Le monde est devenu fou… Pas de panique, il nous reste les livres.

Un titre de Paris Match, en décembre 2017 : « Johnny Hallyday: la naissance du mythe ». « À partir de 1960 – débute l’article –, Johnny Hallyday est entré dans la lumière. Pour ne plus jamais la quitter… La carrière de Johnny Hallyday peut donner le vertige ».

Le mythe, le vertige et la lumière… Et la prose d’un journal qu’on ne peut lire qu’une fois bien calé dans un fauteuil robuste, accrochez-vous bien les amis, on continue : « À l’époque, il est encore mineur et grâce à sa gueule d’ange et à son grain de voix unique conquis le cœur de toute une génération ». Là, forcément, on se dit que c’est drôle, tout de même, qu’un journal de ce tonneau ne maîtrise pas la conjugaison du verbe « conquérir », avec tous ces gens qui, article après article et semaine après semaine, y conquièrent la gloire, l’amour ou la fortune, parfois même les trois. Mais c’est vrai que la langue française, « c’est d’une grande complexité, entre les verbes, les pronoms… », comme le déclarait récemment avec une grande fraîcheur une représentante d’un grand syndicat d’enseignants. Quoi qu’il en soit, ces articles mal fagotés et ces mythes qu’on nous sert à tout bout de magazine, ça fatigue, on frôle l’indigestion quand les fêtes n’ont même pas vraiment commencé. Il faudrait d’autres mots, d’autres images, d’autres mythes aussi.

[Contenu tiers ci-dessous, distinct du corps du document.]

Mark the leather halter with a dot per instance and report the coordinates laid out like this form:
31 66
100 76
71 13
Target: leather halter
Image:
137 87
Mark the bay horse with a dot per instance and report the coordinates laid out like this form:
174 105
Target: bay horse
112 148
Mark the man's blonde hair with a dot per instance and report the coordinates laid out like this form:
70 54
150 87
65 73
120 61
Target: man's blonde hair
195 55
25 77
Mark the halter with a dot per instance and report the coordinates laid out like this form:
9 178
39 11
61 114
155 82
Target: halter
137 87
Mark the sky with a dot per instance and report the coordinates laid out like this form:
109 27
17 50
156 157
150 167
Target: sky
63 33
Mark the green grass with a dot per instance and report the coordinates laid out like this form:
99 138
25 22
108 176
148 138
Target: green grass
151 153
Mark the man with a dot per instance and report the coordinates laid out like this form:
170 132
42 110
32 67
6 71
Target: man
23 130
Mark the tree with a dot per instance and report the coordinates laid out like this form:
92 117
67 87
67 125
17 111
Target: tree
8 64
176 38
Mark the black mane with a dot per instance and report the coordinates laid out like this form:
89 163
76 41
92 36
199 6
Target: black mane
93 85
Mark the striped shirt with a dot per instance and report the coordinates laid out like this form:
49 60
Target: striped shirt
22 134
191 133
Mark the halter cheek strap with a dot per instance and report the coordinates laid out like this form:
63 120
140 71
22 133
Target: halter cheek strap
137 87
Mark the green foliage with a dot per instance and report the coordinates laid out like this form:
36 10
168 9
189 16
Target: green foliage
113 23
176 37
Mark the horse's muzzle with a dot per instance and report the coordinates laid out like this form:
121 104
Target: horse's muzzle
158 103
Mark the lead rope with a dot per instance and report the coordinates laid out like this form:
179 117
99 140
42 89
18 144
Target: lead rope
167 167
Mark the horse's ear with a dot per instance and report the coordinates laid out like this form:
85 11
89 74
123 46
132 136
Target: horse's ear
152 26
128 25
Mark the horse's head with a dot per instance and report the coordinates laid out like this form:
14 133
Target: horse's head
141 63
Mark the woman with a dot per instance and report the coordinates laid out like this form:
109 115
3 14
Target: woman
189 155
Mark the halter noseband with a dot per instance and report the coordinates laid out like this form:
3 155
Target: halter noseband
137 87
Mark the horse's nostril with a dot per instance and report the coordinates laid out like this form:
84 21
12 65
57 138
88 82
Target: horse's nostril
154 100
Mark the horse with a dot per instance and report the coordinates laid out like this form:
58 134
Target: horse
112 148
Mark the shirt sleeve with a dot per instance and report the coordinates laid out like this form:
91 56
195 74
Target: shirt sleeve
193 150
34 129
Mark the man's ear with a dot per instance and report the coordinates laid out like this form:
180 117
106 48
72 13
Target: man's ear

Et il existe des mythes qui n’entrent jamais véritablement dans la lumière, qui jamais ne feront la couverture de Paris Match. Je pense à l’un d’eux, là, dont vous n’avez peut-être jamais entendu parler, qui vient d’un pays qui n’en manque pas, le pays des Gardel, Maradona, ou Evita : l’Argentine. Ces derniers, on les connaît. Mais qui, en Europe, connaît encore Simon Radowitzky ?

Le gars ne jouait pas au foot, ne chantait pas sur scène. C’était un révolutionnaire anarchiste. Né près de Kiev en 1891.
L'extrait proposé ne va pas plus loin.